An Introduction to Food Tribology, a New Tool in the Rheological Toolkit
Tribology, the study of friction, lubrication, and wear, has piqued the interest of many food scientists over the last two decades. The increase in the popularity of tribology is partially due to its potential to reveal information about the presence and causes of textural attributes that traditional rheometry cannot provide. For example, tribological measurements may be able to indicate differences in friction-related texture attributes, such as astringency, fatty mouthcoating, and grittiness. It can also offer another method to differentiate food products that have different textures but similar rheological behaviors.

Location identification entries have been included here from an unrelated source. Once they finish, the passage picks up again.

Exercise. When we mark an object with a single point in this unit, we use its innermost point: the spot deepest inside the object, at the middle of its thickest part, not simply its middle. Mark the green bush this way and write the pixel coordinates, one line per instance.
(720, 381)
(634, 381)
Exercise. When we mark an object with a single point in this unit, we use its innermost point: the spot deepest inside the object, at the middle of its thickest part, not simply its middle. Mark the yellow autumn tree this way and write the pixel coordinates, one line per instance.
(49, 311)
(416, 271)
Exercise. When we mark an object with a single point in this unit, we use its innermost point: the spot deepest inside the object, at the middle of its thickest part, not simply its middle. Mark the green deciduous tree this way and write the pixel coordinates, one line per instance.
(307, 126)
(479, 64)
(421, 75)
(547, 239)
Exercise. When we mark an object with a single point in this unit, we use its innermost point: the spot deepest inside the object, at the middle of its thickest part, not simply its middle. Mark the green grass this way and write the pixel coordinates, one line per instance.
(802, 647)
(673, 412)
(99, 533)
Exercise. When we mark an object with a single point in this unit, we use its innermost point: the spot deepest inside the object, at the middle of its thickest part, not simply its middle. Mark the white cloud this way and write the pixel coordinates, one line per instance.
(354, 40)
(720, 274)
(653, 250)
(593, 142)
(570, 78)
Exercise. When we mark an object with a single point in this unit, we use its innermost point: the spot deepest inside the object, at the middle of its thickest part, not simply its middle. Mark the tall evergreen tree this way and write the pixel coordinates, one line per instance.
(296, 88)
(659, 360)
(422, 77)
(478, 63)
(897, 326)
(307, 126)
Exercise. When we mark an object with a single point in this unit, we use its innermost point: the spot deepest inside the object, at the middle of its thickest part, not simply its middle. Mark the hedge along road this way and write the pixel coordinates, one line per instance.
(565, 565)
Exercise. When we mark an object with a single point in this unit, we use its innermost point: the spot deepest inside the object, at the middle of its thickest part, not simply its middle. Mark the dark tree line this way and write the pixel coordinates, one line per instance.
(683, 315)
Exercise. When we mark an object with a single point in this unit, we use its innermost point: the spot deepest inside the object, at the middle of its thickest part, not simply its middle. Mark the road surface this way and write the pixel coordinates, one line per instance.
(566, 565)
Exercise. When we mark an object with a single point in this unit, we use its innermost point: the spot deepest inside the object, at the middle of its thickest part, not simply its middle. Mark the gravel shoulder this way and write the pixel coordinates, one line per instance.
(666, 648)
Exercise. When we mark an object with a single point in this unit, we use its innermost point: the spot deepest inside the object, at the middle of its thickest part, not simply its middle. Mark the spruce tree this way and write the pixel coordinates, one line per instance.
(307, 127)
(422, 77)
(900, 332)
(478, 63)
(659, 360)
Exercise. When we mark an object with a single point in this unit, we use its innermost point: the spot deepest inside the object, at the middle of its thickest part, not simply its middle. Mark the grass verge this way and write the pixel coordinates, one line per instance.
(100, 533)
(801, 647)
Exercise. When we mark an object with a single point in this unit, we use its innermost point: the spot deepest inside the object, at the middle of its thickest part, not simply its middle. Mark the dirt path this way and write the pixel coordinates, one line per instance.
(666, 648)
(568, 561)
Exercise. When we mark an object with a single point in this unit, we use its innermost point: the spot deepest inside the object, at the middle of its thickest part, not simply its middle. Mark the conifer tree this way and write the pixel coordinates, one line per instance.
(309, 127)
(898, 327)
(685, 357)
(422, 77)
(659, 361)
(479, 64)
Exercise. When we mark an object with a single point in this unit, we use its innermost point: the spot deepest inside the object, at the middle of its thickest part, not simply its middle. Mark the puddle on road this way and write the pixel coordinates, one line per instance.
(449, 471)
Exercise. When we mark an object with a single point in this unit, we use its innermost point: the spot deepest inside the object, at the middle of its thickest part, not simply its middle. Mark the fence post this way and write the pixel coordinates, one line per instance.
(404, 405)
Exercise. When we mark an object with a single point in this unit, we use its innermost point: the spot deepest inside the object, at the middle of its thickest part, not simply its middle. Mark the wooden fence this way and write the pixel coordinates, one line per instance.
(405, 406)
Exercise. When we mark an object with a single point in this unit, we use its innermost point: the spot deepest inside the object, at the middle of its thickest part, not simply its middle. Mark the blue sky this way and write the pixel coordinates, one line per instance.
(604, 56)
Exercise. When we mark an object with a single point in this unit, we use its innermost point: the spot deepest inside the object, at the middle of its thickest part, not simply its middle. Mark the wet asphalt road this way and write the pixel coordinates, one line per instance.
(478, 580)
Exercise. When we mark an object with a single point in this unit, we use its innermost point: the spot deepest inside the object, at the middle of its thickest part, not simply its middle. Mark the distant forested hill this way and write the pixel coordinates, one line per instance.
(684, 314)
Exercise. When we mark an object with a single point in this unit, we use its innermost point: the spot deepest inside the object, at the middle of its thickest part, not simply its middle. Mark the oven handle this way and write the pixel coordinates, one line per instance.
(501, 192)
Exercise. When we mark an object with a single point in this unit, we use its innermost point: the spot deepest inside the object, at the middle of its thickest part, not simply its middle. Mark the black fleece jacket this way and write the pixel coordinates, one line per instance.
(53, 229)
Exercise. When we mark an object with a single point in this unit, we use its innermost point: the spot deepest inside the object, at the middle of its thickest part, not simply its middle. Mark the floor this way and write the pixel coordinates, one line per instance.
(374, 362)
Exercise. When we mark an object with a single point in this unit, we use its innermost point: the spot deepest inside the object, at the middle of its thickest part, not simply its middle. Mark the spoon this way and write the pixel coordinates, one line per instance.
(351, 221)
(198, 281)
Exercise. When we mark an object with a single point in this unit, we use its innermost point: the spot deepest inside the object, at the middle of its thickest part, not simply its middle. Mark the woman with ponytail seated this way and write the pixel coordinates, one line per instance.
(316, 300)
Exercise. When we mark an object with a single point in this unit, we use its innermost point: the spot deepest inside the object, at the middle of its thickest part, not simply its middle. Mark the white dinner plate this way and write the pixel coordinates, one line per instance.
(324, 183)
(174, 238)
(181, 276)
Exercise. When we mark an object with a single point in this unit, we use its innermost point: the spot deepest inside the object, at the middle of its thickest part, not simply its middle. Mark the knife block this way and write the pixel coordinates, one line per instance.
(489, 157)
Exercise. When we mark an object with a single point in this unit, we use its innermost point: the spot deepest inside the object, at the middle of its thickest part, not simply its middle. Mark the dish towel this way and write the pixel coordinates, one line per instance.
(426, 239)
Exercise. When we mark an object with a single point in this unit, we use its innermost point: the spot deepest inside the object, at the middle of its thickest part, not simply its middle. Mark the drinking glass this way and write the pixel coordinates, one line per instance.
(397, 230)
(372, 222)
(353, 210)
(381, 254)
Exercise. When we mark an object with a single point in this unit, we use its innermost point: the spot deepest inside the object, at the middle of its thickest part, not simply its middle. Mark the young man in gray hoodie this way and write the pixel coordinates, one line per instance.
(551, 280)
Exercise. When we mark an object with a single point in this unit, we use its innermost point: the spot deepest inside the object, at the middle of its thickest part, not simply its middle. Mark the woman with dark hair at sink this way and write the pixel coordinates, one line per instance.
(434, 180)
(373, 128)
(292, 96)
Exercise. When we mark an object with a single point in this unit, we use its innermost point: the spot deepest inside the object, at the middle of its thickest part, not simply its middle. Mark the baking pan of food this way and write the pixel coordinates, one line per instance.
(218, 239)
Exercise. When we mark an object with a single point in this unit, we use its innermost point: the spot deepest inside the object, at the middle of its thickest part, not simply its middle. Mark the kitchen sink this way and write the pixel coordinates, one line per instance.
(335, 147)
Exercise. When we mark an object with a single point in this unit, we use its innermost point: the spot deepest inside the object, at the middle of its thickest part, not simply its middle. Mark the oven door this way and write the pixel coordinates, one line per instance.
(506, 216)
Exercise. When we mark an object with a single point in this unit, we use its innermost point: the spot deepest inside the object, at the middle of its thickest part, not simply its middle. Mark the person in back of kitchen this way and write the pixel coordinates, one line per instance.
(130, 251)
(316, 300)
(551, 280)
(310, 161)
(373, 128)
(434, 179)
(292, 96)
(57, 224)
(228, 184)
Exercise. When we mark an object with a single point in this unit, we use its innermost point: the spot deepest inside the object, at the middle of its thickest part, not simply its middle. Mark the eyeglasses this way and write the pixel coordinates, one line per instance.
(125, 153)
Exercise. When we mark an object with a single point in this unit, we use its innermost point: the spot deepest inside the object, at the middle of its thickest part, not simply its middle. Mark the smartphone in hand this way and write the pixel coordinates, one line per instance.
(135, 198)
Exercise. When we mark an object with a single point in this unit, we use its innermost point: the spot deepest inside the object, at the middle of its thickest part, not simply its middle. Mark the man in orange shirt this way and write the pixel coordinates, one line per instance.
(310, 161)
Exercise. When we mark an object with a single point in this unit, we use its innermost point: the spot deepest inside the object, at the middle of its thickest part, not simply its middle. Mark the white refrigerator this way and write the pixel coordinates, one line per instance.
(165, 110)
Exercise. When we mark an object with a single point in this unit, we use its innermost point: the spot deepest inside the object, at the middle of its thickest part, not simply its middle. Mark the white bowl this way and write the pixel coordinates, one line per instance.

While tribology does not provide the “magic bullet” test that explains all sensory attributes and eliminates the need for descriptive analysis, it is still a valuable tool that, when used in conjunction with other rheological tests, can provide a fuller picture of food structure–function–texture relationships.
In this webinar, you will learn
1) the basics of tribology as applied to food products,
2) how tribological measurements of foods are commonly performed,
3) current uses and limitations of tribology in food texture approximation, and
4) potential applications of tribological measurements.
Dr. Helen Joyner is an Assistant Professor at the University of Idaho in the School of Food Science. Her research focuses on rheological and tribological behavior of food products, with the goal of determining relationships between structure, mechanical/friction behavior, and sensory texture. She has over eight years of experience in evaluation of rheological and tribological behaviors of fluid, semisolid, and solid food products. He current focus in on dairy products, although she has worked with many other products, including bread, sauces, gels, and emulsions. While her lab focuses on fundamental rheology research, Dr. Joyner also works on applied research with industry, as well as provides contract testing services for a wide variety of food products. Dr. Joyner teaches courses in Food Engineering, Food Quality Management, Evaluation of Dairy Products, and Food Rheology. She is an active member of the Institute of Food Technologists, the American Dairy Science Association, and the Society of Rheology, and has served in multiple volunteer roles for these organizations. She is currently the faculty advisor for the Washington State University/University of Idaho IFTSA College Bowl Competition team and Collegiate Dairy Product Evaluation team.